Мормон вовсе покраснел и потупил взоры.

— В Сальварсане? — снова в упор спросил генерал.

Мормон вновь ничего не ответил — и без того все было понятно. Этого Порфириоса не имело смысла даже брать под стражу: невозможно арестовать одну тридцатитысячную часть человека, не прослыв при этом идиотом. Генерал слыть идиотом не хотел и решил сделать вид, что ничего вообще не произошло.

— Рад видеть вас, мэтр Порфириос, — сказал Форбс, — чем обязан вашему визиту? Вы ведь как-никак на покое, а Колорадо — не ближний свет, да и климат у нас… сами знаете. Так чем обязаны?

— Заехал вот, купил. Хочу автограф попросить, — мормон протянул генералу конверт с пластинкой, — замечательно он свистит!

Эту пластинку Форбс в подарок получил. Вампир Кремона на этот раз аранжировал для своих просверленных зубов старинные русские военные марши. Первым на диске помещался, само собой, тот марш, который дал название всей пластинке: «Прощание славянки». С конверта смотрела довоенная, еще прижизненная фотография Кремоны. Таким Форбс его никогда не видел, завербован вампир был уже после гибели под бомбежкой. Мальтиец был хорош собой.

— Что ж, мэтр Порфириос, кланяйтесь от меня… остальной вашей части.

Мормон ухватил пластинку, кивнул, поспешил прочь.

— На кой черт им славянки? — пробормотал генерал, провожая оборотня взглядом.

В душе генерала вновь наступил покой. Ну, прошел рабочий день как в сумасшедшем доме: но ведь только так и может быть у этих европейцев. Пора в Китай. Хотя бы в тот, что в кабинете.

17

Шерин да берин, лис тра фа.

Фар, фар, фар, фар…

АЛЕСАНДР СУМАРОКОВ. ХОР КО ГОРДОСТИ

«Хороший подарок наступающему всенародному празднику сделали селекционеры Крайнего Севера.
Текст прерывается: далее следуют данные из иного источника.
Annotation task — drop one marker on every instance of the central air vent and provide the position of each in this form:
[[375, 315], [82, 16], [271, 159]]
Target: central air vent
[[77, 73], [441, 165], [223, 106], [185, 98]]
Ими выведен новый сорт озимой пальмы. Поэтому, несмотря на позднюю осень, клумбы и газоны нового московского зоопарка, строящегося руками специалистов из братских стран, еще до начала близких торжеств украсят пышные изумрудно-зеленые пальмовые ковры… О новостях спорта…»

Рванул ветер, полуоткрытая дверь обезьянника затворилась, и новости спорта остались за ней — там, где у мастеров из братской императорской Японии на штабеле метлахской плитки вещал транзисторный радиоприемник. Старики этого не заметили; погруженный в неизбывную свою, удивительную по нынешним временам меланхолию граф Юрий Арсеньевич Свиблов-Щенков только уронил слезу в прутья стоявшей у его ног клетки, а молодой голенастый петух, в клетку помещенный, эту слезу зачем-то склевал. «Ничего, не отравится, слеза у Юрки нынче жидкая идет», — подумал Эдуард Феликсович Корягин, вот уже две недели как принявший на свои плечи бремя титула хана Бахчисарайского. Ни графу, ни хану было сейчас не до новостей советской науки и советского спорта, пусть даже эти новости касались газонов и клумб того самого московского зоопарка, в обезьяннике коего в данный момент оба старика горевали, изнывая под гнетом насильно всученных титулов.